The timing matters. The council, restored to elected control in December 2021, has spent the past four years trying to rebuild operational credibility with a ratepayer base that remains sceptical. Any fresh sign of administrative disorder lands differently on the Central Coast than it might elsewhere — here, the memory of being stripped of democratic representation is still raw, and trust in institutional competence is a live political issue rather than an abstract one.
How the Duplication Crept In
The roots of the problem are not difficult to find if you sit with the council's own IT migration timeline. When the former Gosford City Council and Wyong Shire Council were amalgamated in May 2016 to form Central Coast Council, the two organisations brought incompatible document management systems with them. Staff working across both the Gosford and Wyong administration centres were accessing different databases for years after amalgamation, with synchronisation handled through an interim workaround rather than a unified platform.
Then came the administration period. Between October 2020 and December 2021, the council operated under emergency cost-cutting conditions. An internal digitisation push — designed to reduce reliance on physical storage across sites including the Gosford Civic Centre on Mann Street — was accelerated without the quality-control gates that would normally catch duplicate file ingestion. Images of the same property parcel, in some cases the same photograph taken at different resolutions, were catalogued separately under different metadata strings. The system counted them as distinct records.

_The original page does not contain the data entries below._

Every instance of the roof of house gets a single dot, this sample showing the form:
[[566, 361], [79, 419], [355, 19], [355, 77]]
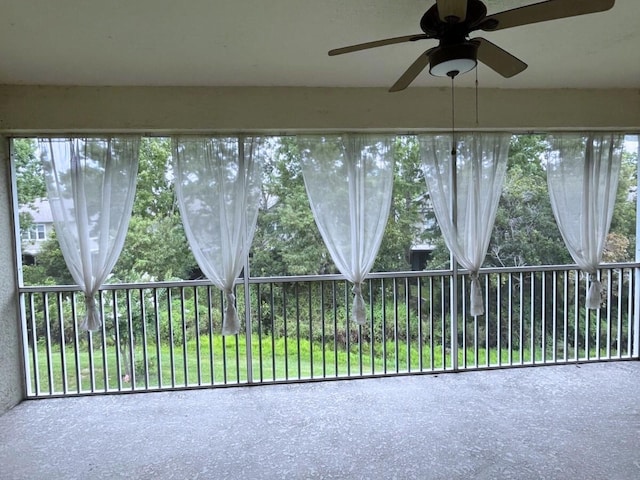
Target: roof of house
[[39, 209]]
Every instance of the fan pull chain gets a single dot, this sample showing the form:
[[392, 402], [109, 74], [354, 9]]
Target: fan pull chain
[[453, 119], [477, 110]]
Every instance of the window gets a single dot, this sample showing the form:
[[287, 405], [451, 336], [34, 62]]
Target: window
[[37, 232]]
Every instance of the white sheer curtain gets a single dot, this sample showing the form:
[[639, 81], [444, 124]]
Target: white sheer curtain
[[349, 182], [465, 198], [218, 187], [91, 185], [582, 174]]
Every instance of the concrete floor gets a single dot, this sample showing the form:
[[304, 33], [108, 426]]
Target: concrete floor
[[565, 422]]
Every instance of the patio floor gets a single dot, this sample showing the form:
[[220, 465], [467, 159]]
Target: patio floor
[[564, 422]]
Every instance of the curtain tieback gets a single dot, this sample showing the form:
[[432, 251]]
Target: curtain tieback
[[477, 301], [230, 321], [92, 320], [359, 310], [594, 295]]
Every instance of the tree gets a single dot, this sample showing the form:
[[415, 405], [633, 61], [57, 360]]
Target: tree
[[525, 231], [287, 241], [156, 246], [407, 217]]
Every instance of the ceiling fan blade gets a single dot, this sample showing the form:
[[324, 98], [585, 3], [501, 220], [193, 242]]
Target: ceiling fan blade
[[412, 72], [498, 59], [544, 11], [378, 43], [453, 11]]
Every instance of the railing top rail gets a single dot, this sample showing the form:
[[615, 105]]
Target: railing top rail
[[325, 278]]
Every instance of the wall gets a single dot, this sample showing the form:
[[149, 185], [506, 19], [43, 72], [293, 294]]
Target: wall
[[11, 376], [160, 110], [171, 109]]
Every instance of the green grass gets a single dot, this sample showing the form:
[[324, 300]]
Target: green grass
[[224, 361]]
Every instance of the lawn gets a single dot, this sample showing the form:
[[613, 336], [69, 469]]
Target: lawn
[[218, 360]]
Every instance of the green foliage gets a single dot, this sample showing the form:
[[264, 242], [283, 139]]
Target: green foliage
[[405, 226], [525, 231], [287, 241], [29, 174]]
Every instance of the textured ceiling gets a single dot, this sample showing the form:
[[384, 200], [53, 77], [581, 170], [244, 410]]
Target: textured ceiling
[[285, 43]]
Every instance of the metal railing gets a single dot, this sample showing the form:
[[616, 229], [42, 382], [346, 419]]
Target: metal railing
[[158, 336]]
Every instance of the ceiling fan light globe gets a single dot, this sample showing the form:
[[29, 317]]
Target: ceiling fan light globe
[[459, 58], [459, 65]]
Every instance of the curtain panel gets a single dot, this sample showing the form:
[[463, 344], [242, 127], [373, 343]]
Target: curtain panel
[[465, 190], [582, 175], [91, 187], [349, 182], [218, 184]]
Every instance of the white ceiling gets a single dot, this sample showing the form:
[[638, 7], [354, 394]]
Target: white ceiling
[[285, 43]]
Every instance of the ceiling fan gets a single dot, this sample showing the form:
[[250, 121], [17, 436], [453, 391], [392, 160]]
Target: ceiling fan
[[451, 22]]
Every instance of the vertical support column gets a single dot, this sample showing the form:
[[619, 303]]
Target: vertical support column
[[454, 262], [12, 389], [245, 279], [247, 320], [636, 291]]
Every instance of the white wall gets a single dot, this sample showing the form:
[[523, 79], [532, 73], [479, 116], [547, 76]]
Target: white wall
[[11, 377], [172, 109], [161, 110]]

By the time elected councillors returned in late 2021, the backlog had calcified into the live system. The council's Erina-based IT operations unit flagged the scale of the problem formally during a 2023 audit of the property information system, according to council documents tabled at a public business paper meeting. The audit identified duplication rates in certain asset categories running at levels significant enough to affect search reliability — though the council has not published a precise figure for the total number of affected records.

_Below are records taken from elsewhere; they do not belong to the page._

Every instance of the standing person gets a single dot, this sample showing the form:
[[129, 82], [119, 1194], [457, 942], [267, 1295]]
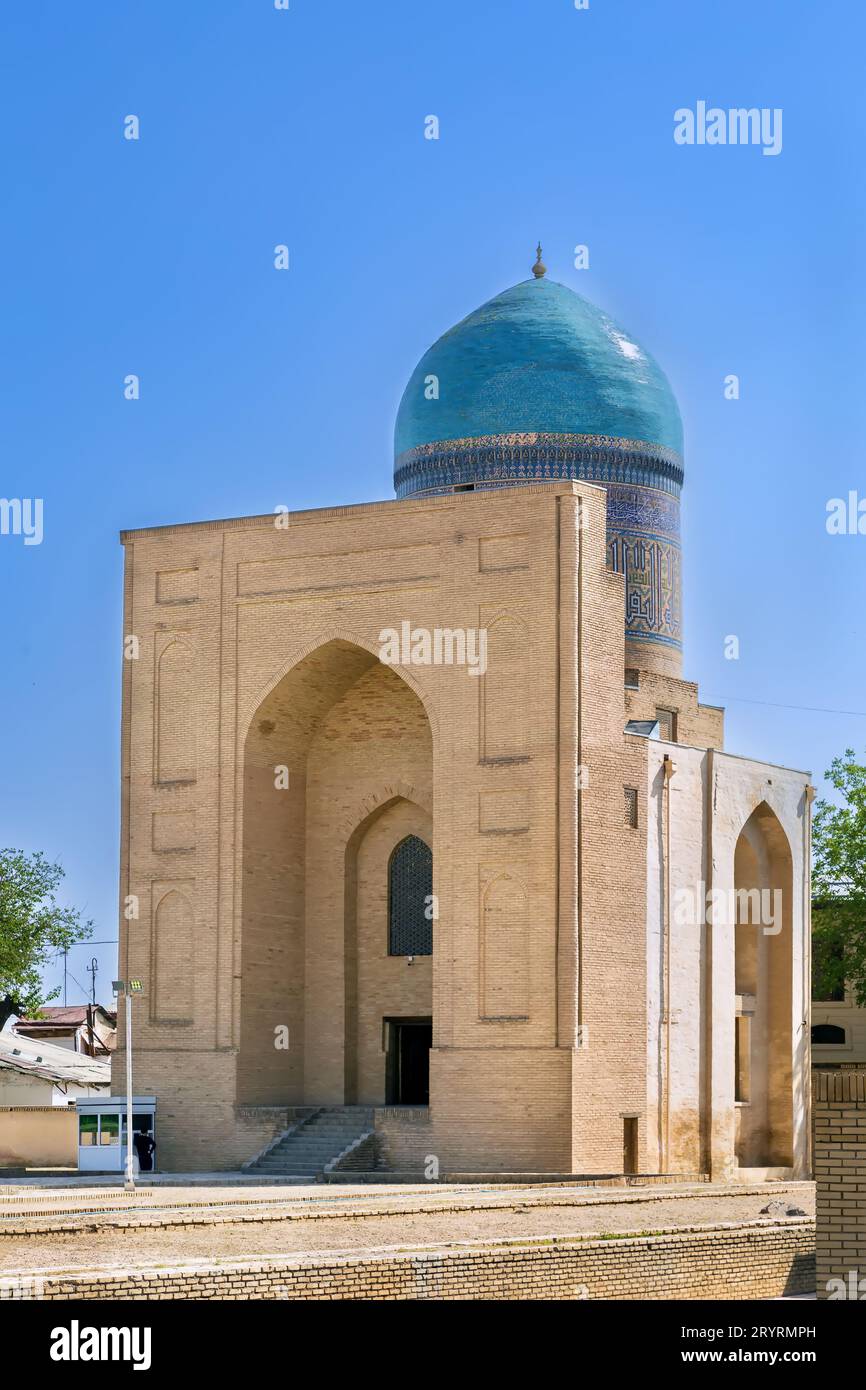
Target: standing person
[[145, 1146]]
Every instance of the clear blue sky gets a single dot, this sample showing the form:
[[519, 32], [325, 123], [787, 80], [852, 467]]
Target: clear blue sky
[[259, 388]]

What the Fix Actually Involves
The remediation work is being carried out in stages. Council staff, working alongside a contracted records management firm, are running deduplication scripts against the database and manually verifying flagged files before deletion. The Gosford and Wyong council chambers' historical records — including development application photo logs stretching back to properties in suburbs like Woy Woy, Terrigal, and Budgewoi — are among the categories requiring human review rather than automated clearance, because of their heritage and legal significance.
The project is budgeted within the council's 2025-26 operational plan under the digital transformation program, which was allocated funding as part of the broader council recovery framework. No separate tender was publicly advertised for the deduplication contract, meaning the cost is absorbed within existing program expenditure.
For residents dealing with the planning system day-to-day, the practical effect has been occasional delays in DA tracking through the NSW Planning Portal and, in some cases, confusion when duplicate image files return contradictory timestamps on inspection records. The council's customer service team at the Gosford Civic Centre on Mann Street has been handling related enquiries on an ad hoc basis.
The remediation is expected to reach completion before the end of the 2026 calendar year, which would position the council to move onto the next phase of its digital transformation agenda — including a unified asset management platform covering infrastructure from Patonga to Toukley. For ratepayers who lived through the administration period, getting the basics right is the benchmark that matters most.